A Calculator


In this section, we turn the parser into a simple calculator. It will read its input (which must be an expression as defined by the above grammar) and print the value of the expression.

Our starting point is the parser given above. Each nonterminal gets an output parameter that specifies its value.

'root' expression(-> X) print(X)

'nonterm' expression(-> INT)

   'rule' expression(-> X): expr2(-> X)
   'rule' expression(-> X+Y): expression(-> X) "+" expr2(-> Y)
   'rule' expression(-> X-Y): expression(-> X) "-" expr2(-> Y)

'nonterm' expr2(-> INT)

   'rule' expr2(-> X): expr3(-> X)
   'rule' expr2(-> X*Y): expr2(-> X) "*" expr3(-> Y)
   'rule' expr2(-> X/Y): expr2(-> X) "/" expr3(-> Y)

'nonterm' expr3(-> INT)

   'rule' expr3(-> X): Number(-> X)
   'rule' expr3(-> - X): "-" expr3(-> X)
   'rule' expr3(-> + X): "+" expr3(-> X)
   'rule' expr3(-> X): "(" expression(-> X) ")"

'token' Number(-> INT)

Nonterminals and tokens can have output parameters.

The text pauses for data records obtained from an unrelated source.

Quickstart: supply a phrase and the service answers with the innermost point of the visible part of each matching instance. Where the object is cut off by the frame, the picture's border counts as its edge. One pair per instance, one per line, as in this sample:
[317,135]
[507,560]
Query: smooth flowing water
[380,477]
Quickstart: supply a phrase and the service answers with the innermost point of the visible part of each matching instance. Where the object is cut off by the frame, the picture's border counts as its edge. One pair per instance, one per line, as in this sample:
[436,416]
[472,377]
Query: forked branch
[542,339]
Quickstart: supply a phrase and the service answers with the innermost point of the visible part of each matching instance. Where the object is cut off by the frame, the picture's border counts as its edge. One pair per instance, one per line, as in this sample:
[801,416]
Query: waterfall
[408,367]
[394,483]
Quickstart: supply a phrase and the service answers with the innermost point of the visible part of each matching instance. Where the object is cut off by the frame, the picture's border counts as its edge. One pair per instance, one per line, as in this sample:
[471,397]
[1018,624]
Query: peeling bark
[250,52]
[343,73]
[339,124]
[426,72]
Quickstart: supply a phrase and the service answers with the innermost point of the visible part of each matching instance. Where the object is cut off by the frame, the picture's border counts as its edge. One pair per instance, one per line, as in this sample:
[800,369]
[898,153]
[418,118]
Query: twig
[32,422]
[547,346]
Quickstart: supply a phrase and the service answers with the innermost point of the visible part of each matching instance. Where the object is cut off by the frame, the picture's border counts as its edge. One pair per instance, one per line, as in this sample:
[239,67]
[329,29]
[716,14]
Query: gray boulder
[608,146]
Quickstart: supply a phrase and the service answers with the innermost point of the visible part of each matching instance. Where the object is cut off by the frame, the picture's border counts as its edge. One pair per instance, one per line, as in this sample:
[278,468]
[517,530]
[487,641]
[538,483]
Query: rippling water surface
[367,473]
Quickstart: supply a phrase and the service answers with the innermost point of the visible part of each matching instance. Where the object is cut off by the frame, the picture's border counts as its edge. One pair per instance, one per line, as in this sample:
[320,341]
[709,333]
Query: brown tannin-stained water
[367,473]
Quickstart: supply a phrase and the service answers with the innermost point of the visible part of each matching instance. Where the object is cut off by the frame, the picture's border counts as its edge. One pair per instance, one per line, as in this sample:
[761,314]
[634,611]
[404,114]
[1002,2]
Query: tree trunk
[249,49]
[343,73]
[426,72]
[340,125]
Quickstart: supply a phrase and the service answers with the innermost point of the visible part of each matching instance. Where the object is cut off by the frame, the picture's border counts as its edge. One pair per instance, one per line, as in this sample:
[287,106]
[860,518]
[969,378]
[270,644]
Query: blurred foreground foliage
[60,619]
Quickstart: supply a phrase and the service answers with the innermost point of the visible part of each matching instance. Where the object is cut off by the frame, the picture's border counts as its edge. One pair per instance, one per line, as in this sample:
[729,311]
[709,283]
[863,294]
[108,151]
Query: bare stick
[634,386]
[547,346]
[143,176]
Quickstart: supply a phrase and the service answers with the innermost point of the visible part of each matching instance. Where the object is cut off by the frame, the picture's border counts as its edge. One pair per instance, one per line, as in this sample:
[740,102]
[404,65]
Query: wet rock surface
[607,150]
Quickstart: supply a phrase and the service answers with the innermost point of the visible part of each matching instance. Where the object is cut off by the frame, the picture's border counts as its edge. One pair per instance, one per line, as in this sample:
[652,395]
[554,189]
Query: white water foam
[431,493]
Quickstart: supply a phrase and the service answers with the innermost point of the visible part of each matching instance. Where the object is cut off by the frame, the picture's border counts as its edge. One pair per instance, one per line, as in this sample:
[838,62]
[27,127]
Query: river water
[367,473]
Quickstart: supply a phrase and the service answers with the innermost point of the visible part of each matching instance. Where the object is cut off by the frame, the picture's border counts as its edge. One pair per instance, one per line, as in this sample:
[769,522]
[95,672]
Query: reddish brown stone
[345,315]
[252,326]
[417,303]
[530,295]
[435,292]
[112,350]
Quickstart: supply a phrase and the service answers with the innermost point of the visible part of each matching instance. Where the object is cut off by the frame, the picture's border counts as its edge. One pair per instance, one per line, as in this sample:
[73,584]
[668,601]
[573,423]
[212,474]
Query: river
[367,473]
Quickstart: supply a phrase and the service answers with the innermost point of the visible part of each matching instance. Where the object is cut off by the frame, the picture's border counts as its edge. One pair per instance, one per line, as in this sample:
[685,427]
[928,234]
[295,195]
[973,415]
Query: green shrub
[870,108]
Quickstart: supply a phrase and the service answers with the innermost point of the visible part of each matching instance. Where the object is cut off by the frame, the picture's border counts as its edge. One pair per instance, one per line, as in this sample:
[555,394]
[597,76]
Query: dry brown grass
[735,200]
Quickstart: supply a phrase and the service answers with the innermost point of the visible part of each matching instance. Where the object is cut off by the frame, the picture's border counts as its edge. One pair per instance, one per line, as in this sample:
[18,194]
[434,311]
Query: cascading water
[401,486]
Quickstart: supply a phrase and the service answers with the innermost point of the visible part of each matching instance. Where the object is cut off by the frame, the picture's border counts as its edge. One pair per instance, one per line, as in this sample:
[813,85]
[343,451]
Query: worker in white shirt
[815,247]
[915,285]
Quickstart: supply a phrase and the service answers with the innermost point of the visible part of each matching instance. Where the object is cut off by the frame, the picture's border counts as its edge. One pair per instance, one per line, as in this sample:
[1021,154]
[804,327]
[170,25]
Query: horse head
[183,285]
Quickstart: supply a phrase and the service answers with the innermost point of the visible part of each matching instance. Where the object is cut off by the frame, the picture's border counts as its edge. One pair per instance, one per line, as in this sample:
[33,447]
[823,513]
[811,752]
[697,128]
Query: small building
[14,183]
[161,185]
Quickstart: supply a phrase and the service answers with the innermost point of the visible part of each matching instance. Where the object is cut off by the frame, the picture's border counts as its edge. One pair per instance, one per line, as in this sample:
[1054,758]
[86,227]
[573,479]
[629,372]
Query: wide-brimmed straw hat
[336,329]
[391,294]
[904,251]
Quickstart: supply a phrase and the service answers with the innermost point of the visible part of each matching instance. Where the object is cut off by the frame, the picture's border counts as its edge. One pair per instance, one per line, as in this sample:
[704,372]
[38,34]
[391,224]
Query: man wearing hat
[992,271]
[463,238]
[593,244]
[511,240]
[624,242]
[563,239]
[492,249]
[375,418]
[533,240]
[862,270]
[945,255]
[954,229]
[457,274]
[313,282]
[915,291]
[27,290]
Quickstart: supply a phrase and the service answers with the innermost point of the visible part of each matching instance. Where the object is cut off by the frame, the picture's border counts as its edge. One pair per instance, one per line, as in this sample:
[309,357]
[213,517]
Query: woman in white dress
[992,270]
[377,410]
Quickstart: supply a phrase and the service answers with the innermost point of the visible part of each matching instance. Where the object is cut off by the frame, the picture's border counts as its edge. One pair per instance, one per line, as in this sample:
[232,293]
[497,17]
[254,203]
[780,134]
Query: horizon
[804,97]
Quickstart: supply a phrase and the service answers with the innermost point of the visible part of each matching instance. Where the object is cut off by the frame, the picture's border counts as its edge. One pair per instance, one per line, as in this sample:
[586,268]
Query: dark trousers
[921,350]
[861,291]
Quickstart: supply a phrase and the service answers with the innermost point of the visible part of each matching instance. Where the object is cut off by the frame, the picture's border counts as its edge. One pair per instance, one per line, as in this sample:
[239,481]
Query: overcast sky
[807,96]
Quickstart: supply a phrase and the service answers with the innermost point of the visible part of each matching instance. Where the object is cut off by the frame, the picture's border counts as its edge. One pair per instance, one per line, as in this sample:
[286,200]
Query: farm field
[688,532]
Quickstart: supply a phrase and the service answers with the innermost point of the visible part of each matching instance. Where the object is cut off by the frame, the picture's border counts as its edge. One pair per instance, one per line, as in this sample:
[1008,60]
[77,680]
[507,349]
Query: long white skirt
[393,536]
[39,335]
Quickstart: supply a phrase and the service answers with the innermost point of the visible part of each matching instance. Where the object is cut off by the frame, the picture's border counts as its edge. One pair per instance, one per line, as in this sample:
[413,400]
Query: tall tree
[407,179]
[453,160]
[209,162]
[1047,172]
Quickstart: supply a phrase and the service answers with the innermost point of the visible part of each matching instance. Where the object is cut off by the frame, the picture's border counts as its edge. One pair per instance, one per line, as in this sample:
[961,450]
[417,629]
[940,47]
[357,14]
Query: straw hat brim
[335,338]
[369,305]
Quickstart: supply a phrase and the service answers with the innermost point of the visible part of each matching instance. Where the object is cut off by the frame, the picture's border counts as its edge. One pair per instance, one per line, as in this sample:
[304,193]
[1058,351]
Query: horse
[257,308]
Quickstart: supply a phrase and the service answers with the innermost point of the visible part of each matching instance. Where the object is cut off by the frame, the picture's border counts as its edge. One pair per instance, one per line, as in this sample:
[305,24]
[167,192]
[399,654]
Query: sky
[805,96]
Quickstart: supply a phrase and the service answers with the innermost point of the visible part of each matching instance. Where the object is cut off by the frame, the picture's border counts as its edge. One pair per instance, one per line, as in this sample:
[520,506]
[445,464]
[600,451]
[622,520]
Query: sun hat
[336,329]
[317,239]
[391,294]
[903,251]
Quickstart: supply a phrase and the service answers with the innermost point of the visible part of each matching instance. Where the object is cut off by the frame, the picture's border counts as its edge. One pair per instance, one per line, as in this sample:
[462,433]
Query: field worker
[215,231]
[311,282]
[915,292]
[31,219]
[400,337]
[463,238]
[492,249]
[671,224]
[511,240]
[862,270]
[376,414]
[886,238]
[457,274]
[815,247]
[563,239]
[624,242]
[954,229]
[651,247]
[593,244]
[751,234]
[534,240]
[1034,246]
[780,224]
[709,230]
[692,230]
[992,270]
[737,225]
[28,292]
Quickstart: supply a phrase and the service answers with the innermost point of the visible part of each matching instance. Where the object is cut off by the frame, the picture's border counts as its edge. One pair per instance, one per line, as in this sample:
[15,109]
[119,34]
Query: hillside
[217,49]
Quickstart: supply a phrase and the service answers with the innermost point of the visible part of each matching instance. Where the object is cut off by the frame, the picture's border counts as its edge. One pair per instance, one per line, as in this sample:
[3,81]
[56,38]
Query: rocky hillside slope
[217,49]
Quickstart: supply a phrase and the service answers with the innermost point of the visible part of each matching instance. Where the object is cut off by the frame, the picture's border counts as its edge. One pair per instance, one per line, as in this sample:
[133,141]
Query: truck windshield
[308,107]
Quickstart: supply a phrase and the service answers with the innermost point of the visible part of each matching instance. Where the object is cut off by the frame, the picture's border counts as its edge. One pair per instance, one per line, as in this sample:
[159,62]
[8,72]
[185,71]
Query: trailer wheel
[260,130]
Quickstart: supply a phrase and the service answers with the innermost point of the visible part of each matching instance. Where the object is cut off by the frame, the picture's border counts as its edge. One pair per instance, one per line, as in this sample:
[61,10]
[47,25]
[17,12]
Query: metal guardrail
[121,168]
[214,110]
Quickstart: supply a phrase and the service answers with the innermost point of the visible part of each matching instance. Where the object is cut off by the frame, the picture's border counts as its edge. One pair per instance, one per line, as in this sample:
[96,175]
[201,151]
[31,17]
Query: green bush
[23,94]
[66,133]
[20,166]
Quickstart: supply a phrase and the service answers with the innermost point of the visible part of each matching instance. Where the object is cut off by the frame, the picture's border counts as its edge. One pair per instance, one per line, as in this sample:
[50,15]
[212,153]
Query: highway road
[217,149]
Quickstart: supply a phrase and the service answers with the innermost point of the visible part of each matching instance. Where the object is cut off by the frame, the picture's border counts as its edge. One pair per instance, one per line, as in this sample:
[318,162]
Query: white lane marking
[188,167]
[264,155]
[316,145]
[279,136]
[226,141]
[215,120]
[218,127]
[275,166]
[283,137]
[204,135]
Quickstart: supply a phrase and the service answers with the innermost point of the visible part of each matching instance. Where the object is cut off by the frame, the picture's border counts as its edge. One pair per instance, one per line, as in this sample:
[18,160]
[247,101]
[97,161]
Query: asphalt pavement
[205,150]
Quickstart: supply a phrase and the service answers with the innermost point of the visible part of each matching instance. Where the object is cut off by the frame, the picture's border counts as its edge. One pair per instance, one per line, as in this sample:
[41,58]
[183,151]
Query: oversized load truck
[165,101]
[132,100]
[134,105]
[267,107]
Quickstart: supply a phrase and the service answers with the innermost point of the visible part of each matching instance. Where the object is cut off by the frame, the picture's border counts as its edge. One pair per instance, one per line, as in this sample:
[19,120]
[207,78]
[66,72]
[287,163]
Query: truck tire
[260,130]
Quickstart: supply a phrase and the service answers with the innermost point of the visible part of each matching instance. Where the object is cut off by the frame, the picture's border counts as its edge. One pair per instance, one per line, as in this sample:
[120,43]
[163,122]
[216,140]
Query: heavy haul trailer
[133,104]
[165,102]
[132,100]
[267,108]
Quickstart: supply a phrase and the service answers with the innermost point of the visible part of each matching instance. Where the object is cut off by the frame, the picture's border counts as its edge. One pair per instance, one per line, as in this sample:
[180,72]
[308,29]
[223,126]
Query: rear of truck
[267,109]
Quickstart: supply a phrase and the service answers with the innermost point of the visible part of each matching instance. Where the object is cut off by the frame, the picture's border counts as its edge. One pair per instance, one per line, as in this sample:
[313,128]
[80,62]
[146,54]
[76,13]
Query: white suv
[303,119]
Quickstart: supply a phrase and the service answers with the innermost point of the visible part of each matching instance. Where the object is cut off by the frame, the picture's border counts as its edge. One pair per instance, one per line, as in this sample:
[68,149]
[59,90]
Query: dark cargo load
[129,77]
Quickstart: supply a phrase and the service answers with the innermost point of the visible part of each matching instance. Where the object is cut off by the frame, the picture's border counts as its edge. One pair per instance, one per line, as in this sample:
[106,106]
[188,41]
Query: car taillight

'nonterm' expression(-> INT)
introduces the nonterminal expression with one output parameter of type INT.

The rule

'rule' expression(-> X+Y): expression(-> X) "+" expr2(-> Y)
specifies how the value of an expression is computed from the values of its constituents.

expression(-> X) and expr2(-> Y) on the right hand side define the variables X and Y as the values of the expression and the expr2 constituents of the parsed phrase. For example, if the phrase is 10+20*30, then X is defined as 10 and Y is defined as 600.

expression(-> X + Y) on the left hand side defines the value of the phrase parsed according to this rule as the sum of X and Y, i.e. as 610 in the example given.

'root' expression(-> X) print(X)
defines the following elaboration: Parse the input as an expression. This yields a value X. Print X.